A Better Way Forward for Food and Agriculture | Commentary
Passage of the 2014 farm bill ends a frustrating two-year legislative journey, largely driven by a search for significant budget reductions, and often fueled by polarizing rhetoric on how to make those cuts a reality.
There are several important achievements in the bill for which committee members deserve credit, among them: ending direct payments; compliance with existing conservation requirements to qualify for crop insurance; the inclusion of a pilot project in the Supplementary Nutrition Assistance Program to increase consumption of fruits and vegetables; and enhanced flexibility for the international food assistance program.
But the legislative effort should have yielded so much more. Food and agriculture systems in the United States and around the world face fundamental long-term challenges posed by resource scarcity, population growth, climate change, invasive pests, pathogens and diseases, rising consumer incomes in low- and middle-income countries, and shifts in relative economic power. These challenges demand forward-looking leadership. The 2014 farm bill did not provide it.
In developing the 2014 farm bill, legislators focused on the here and now, giving only meager attention to the challenges of tomorrow. For example, despite the fact that American agriculture owes much of its past success to a world-class public research, education and extension system, federal and state support for that system has been allowed to stagnate, even as formidable new productivity, natural resource and sustainability challenges continue to emerge. Farmers and ranchers are feeling the pressure of meeting state water quality requirements and private sector sustainability standards, but this farm bill did very little to support their efforts to improve agricultural ecosystems or reward active engagement in good stewardship of working lands.
Similarly, while the SNAP program became a focal point for fierce debate, the discussion was narrowly confined to budgetary questions. Congress missed a great opportunity to explore broader strategies to incentivize SNAP households and the public at large to make healthier food choices that could reduce the societal impact of obesity and food-related disease.

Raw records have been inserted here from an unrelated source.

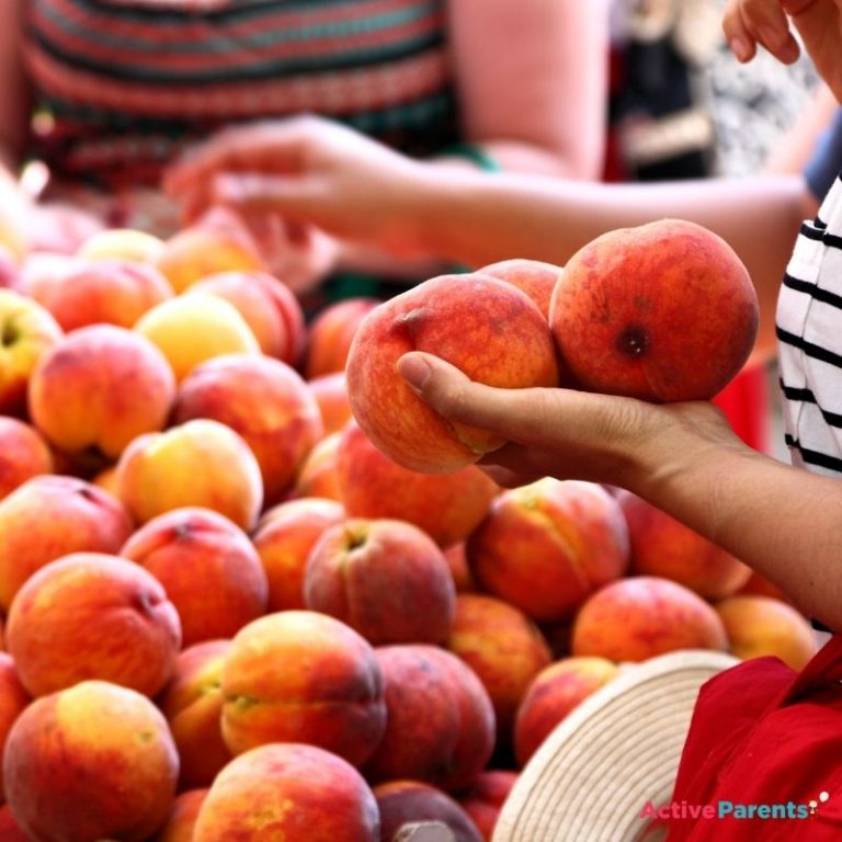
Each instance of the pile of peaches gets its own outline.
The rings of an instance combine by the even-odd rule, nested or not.
[[[444,424],[395,373],[418,348],[553,387],[559,314],[587,311],[564,355],[577,382],[607,388],[619,361],[621,394],[713,396],[756,305],[722,244],[667,234],[679,257],[645,250],[664,272],[696,260],[730,284],[710,304],[732,315],[729,353],[704,365],[679,310],[646,321],[629,278],[653,263],[615,272],[623,296],[560,303],[559,280],[593,292],[627,235],[565,269],[509,260],[308,323],[225,230],[111,229],[71,255],[7,243],[0,835],[390,842],[437,820],[487,841],[547,735],[624,662],[806,662],[808,623],[739,559],[616,488],[500,488],[474,464],[500,442]],[[668,365],[659,335],[682,349]]]

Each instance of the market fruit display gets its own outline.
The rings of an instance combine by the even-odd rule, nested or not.
[[[651,384],[686,353],[699,396],[750,344],[750,296],[710,237],[658,231],[594,248],[660,243],[663,291],[693,243],[727,268],[737,322],[685,295],[647,334]],[[595,342],[580,259],[513,255],[317,323],[224,217],[7,251],[2,839],[391,842],[435,820],[489,842],[534,751],[625,662],[815,651],[771,583],[622,489],[499,487],[475,463],[502,442],[397,373],[420,349],[502,388],[608,390],[565,351]],[[682,307],[729,339],[682,350]]]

Moreover, despite the intense focus on budget priorities, and while it is important to protect producers from some risks inherent to agriculture, we believe the new crop insurance programs within this farm bill could present very real budget challenges.

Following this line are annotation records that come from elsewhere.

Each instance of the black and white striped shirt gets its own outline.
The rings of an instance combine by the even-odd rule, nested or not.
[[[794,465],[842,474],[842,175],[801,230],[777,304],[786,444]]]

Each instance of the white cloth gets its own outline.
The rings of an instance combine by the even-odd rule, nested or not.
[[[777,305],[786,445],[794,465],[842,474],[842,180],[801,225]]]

America needs a new way forward for food and agriculture policy and program formulation. We would argue that only a transformative restructuring of the way food and agriculture policy is developed will deliver what is needed. To face our most serious challenges effectively, we must identify and enact policies that integrate sound science with social, economic and environmental goals to ensure safe and affordable food supplies that are broadly accessible to consumers of all income levels and encourage sustainable resource use by our nation’s farmers and ranchers. This must happen even if budgetary pressures increase and further reductions are made to USDA’s food and agriculture programs.
As co-chairs of AGree, we believe that now is the time for Congress to test a new approach to food and agriculture policy. Rather than just a farm bill, we need a Food, Farming and Healthy Environment Act, legislation that encompasses the needs and goals of many communities: farmers, ranchers, foresters and fisherman; food consumers, rich and poor, urban and rural; food, fuel, and fiber processors and manufacturers; and agribusinesses all along the value chain.
A Food, Farming and Healthy Environment Act would contain innovative and cost-effective solutions to tomorrow’s challenges, based on engagement of these diverse communities in meaningful discussions long before Congress begins writing its next round of legislation.
Such an act will incorporate: nutrition as well as food; environmental management as well as farming and ranching; local food systems as well as international trade; cutting-edge research as well as the use of high-tech information systems; urban as well as rural interests; and legal certainty for workers coupled with recognition of the importance of a skilled labor force.
We understand the political challenges of tackling such sweeping concerns, but we have seen first-hand the power of broad consultations in which a diversity of views and experiences are welcomed. Listening to a variety of perspectives has helped us to integrate issues that often occupy separate silos.
In the coming months, AGree will announce recommendations that will make these ideas more concrete. They will reflect the contributions of our diverse group of advisors and hundreds of other individuals and groups with whom we are engaged. We are charting a path forward for a better system that will result in sustained, long-term food and nutrition security for the United States as well as helping countries around the world to improve productivity and stability in the face of population and natural resource challenges.
Dan Glickman is former secretary of the Agriculture Department; Gary Hirshberg is co-founder and chairman of Stonyfield Farm; Jim Moseley is a farmer and former deputy secretary at the USDA; and Emmy Simmons is former assistant administrator for economic growth, agriculture and trade at the U.S. Agency for International Development.